Maximilian Auffhammer, Professor, Agricultural and Resources Economics (Moderator)
Maximilian Auffhammer is the George Pardee Jr. Professor of International Sustainable Development at UC Berkeley. Professor Auffhammer received his B.S. in environmental science from the University of Massachusetts at Amherst in 1996, a M.S. in environmental and resource economics at the same institution in 1998 and a Ph.D. in economics from UC San Diego in 2003. He joined the faculty at UC Berkeley in 2003. His research focuses on environmental and resource economics, energy economics and applied econometrics. He is a Research Associate at the National Bureau of Economic Research in the Energy and Environmental Economics group, a Humboldt Fellow, and a lead author for the Intergovernmental Panel on Climate Change (IPCC). Professor Auffhammer serves as Co-Editor of the Journal of the Association of Environmental and Resource Economists. His research has appeared in The American Economic Review, the Review of Economic Studies, The Review of Economics and Statistics, The Economic Journal, the Proceedings of the National Academies of Sciences, the Journal of Environmental Economics and Management, The Energy Journal and other academic journals. Professor Auffhammer is the recipient of the 2007 Cozzarelli Prize awarded by the National Academies of Sciences, the 2009 Campus Distinguished Teaching Award and the 2007 Sarlo Distinguished Mentoring Award.
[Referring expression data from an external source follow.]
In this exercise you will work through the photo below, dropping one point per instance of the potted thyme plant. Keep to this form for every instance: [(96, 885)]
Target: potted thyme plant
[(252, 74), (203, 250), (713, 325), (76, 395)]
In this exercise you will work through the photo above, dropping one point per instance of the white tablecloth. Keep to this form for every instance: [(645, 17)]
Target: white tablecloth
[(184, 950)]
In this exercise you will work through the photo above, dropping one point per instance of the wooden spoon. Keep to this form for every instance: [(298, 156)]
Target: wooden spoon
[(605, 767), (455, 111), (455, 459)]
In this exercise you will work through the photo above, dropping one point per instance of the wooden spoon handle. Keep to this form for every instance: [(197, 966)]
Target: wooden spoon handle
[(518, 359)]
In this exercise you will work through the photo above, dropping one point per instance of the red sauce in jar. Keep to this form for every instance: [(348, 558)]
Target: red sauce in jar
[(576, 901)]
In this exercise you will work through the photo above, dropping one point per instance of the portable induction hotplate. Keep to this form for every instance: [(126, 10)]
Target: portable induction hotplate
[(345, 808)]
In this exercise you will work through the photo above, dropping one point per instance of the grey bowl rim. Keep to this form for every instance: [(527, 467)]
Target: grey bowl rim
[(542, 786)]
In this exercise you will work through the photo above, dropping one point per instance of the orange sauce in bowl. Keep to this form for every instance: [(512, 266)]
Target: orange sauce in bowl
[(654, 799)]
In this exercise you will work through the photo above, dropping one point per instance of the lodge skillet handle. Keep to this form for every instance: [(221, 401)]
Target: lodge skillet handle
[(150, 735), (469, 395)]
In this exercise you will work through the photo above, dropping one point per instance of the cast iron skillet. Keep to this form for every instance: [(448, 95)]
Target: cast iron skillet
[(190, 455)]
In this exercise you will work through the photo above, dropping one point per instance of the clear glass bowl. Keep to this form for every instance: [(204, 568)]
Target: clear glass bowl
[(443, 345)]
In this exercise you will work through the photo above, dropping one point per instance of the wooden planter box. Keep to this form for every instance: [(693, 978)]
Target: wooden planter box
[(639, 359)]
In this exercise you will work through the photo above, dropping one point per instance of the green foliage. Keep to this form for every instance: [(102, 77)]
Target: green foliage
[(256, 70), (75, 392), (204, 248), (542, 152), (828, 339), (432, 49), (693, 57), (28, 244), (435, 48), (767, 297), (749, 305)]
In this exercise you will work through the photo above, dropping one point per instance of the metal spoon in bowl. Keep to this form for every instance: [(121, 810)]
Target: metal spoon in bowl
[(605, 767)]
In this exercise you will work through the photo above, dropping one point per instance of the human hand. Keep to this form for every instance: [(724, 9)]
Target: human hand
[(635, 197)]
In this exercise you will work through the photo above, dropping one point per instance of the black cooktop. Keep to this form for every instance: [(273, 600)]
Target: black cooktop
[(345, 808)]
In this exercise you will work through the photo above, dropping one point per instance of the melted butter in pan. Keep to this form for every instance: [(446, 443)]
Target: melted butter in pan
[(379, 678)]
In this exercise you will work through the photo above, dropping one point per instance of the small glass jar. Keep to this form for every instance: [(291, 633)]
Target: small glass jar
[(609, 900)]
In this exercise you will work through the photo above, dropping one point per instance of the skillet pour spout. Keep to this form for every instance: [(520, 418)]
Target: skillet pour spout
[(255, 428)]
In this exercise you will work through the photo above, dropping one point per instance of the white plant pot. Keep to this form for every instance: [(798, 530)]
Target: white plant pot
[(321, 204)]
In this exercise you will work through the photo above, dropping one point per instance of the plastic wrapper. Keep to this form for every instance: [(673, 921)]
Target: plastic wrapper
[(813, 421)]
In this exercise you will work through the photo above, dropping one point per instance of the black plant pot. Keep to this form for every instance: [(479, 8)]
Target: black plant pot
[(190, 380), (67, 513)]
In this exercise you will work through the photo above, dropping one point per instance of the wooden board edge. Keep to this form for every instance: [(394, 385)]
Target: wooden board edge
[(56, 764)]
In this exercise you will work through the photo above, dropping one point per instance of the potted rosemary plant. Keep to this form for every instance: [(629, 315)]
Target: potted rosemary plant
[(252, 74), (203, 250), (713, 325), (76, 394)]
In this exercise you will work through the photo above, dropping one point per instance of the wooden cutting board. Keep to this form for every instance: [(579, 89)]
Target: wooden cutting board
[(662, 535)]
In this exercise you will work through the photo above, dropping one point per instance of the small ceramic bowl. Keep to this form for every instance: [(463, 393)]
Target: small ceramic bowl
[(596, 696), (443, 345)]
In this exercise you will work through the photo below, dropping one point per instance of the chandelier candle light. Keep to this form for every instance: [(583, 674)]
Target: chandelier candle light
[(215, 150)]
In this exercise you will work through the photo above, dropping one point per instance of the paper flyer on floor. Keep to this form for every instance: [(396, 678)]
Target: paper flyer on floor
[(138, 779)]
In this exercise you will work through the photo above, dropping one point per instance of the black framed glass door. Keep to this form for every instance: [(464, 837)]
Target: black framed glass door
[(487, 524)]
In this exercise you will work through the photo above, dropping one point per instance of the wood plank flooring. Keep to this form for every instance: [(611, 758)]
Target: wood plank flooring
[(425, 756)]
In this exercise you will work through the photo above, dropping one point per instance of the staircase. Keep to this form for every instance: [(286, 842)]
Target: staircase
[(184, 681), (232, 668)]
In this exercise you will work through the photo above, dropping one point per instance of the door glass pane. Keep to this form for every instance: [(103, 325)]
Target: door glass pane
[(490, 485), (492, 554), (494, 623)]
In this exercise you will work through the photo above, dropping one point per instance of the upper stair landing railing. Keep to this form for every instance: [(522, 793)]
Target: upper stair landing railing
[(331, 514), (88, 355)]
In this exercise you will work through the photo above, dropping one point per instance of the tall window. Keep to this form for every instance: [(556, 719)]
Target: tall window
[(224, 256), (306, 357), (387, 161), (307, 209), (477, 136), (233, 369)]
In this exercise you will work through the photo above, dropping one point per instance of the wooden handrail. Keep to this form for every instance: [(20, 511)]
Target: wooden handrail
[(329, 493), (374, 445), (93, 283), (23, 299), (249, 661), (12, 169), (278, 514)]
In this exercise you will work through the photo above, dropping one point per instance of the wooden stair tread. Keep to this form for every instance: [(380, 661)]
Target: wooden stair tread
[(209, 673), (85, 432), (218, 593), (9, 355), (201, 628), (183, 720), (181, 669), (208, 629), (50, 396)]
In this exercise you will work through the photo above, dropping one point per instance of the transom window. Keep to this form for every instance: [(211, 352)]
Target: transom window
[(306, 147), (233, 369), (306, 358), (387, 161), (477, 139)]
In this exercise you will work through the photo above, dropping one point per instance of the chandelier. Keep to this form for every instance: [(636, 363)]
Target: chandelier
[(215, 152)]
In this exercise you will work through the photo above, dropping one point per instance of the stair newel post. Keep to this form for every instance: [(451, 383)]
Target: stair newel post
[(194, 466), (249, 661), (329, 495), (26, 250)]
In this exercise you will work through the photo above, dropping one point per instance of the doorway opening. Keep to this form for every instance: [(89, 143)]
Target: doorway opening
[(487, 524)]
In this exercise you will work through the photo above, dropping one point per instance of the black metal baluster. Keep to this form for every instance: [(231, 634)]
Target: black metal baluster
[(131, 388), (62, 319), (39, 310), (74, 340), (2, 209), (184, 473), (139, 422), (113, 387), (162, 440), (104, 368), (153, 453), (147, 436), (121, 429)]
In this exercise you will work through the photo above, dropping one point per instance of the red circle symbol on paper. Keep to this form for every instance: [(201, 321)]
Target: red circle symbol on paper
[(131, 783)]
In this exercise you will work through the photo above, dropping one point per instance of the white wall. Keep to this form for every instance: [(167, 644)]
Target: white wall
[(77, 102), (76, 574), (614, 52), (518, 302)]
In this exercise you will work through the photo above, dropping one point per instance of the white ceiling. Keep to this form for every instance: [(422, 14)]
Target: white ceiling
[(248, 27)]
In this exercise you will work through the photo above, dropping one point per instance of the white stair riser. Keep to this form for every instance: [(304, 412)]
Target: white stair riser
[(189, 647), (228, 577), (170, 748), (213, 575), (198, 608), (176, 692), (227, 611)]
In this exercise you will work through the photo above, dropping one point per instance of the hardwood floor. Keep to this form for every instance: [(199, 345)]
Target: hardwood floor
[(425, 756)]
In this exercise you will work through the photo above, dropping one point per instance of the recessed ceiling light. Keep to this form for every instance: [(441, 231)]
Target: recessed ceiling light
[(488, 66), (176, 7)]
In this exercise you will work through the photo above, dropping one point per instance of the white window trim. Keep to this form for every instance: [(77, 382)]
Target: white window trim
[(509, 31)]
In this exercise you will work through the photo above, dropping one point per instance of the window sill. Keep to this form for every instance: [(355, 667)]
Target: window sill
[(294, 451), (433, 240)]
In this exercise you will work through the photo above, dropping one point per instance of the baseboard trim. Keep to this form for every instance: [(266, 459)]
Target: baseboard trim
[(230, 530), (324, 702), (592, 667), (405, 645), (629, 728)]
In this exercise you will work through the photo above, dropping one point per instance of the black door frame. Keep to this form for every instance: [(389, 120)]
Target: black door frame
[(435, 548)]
Lisa Rennels, PhD candidate, Energy and Resources Group
Lisa is a PhD candidate at the Energy and Resources Group and a MSc student in Computer Science with a focus on programming languages and software development. She is interested in using computer science to explore issues related to the economic impacts of climate change, and to support research and policy-making in this area. She currently works on software development of the Mimi package to support the construction and use of integrated assessment models, as well as uncertainty analysis and global sensitivity analysis. Through her MSc work she also hopes to pursuing a better understanding for how computer scientists can support climate research and policy makers. Lisa spent the three years previous to ERG working at an environmental consulting firm called where she leveraged data analysis, computer programming, and GIS to work on projects related to the economic affects of climate change, specifically those related to water resources, and assist policy-makers in planning paths forward. She has a B.A. from Dartmouth College in Environmental Studies, focused on environmental economics, and a Post-Baccalaureate Computer Science Minor from Tufts University.